Dos días antes de que ocurriera todo este disparate que es el cierre del Gobierno Federal de Estados Unidos -fomentado por un puñado de políticos irresponsables, egoístas y recién salidos del patio del colegio-, pude visitar el zoo gratuito de Washington. ¿Y qué tiene que ver? Pues mucho, porque  entre todas las instalaciones, servicios y programas que se han cerrado, está el zoo del Smithsonian Institute, el que yo visité.

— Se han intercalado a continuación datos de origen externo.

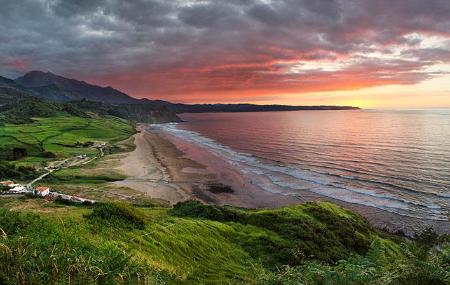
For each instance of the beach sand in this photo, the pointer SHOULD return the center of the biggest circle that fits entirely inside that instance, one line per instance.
(166, 168)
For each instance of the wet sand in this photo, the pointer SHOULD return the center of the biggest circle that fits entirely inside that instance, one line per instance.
(166, 168)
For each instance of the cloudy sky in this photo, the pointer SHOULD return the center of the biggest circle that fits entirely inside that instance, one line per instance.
(383, 53)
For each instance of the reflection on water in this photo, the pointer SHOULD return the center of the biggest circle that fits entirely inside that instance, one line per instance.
(395, 160)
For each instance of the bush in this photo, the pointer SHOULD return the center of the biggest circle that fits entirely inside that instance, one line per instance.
(295, 234)
(376, 267)
(8, 170)
(43, 251)
(117, 215)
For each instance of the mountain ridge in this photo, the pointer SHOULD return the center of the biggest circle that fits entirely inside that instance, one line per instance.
(53, 87)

Pero hoy no estoy aquí para escribir sobre el shutdown (todavía no), sino sobre animales. O más bien, sobre los zoos. Tengo ideas contradictorias al respecto. Por un lado, es maravilloso asistir a la emoción de los niños cuando ven a los animales de sus cuentos en vivo y en directo. Por primera vez, son reales. ¿Pero es ético sacar a los animales de su hábitat natural para encerrarlos y que nosotros podamos observarlos desde el otro lado de una verja o un cristal?

Mi peor recuerdo de un zoo es de cuando era una niña. Creo que en Lisboa. Allí había un elefante con una campanilla en la trompa, que debía hacer sonar cada vez que alguien le tirara una moneda. Me impresionó. Y aunque tengo una imagen ligeramente distorsionada por el paso de los años, nunca he podido quitármelo de la cabeza. Es cierto que algunos animales que llegan a los zoos están protegidos por pertenecer a una especie en peligro de extinción, o tienen problemas de salud, o estaban siendo vendidos de manera ilegal. ¿Pero justifica eso que tengan que pasar el resto de sus vidas en unos pocos metros cuadrados, siendo observados y fotografiados continuamente por cientos de personas? No lo tengo nada claro. Como en todo lo demás, trato de ponerme en su situación, en la medida de lo posible.

Años y años en un mismo espacio y sólo rodeada de otras tres o cuatro personas, que pueden caerte bien, pero a las cuales puedes acabar odiando. Porque no eres tú la que elige la compañía. Y años sin poder correr, sin poder saltar –o corriendo y saltando más bien poco-, sin poder cazar, comiendo a mesa puesta. Sin poder luchar por tu supervivencia o por la de tus congéneres. Es verdad, es cómodo. ¿Pero dónde queda la emoción? Ver a ese gorila majestuoso, bellísimo, enorme, sentado al fondo de su ‘casa’ con esa mirada tan triste… Después de pasar varios minutos mirándolo y tratando de conectar con él, de mostrarle tu admiración y tu respeto, te alejas resignada. A mí me quedará su recuerdo, me quedará la ilusión y algunas fotos de dudosa calidad artística. Pero ahí se quedará él, con su tristeza, tan lejos de su tierra y de los suyos, en un zoo cerrado hasta nuevo aviso.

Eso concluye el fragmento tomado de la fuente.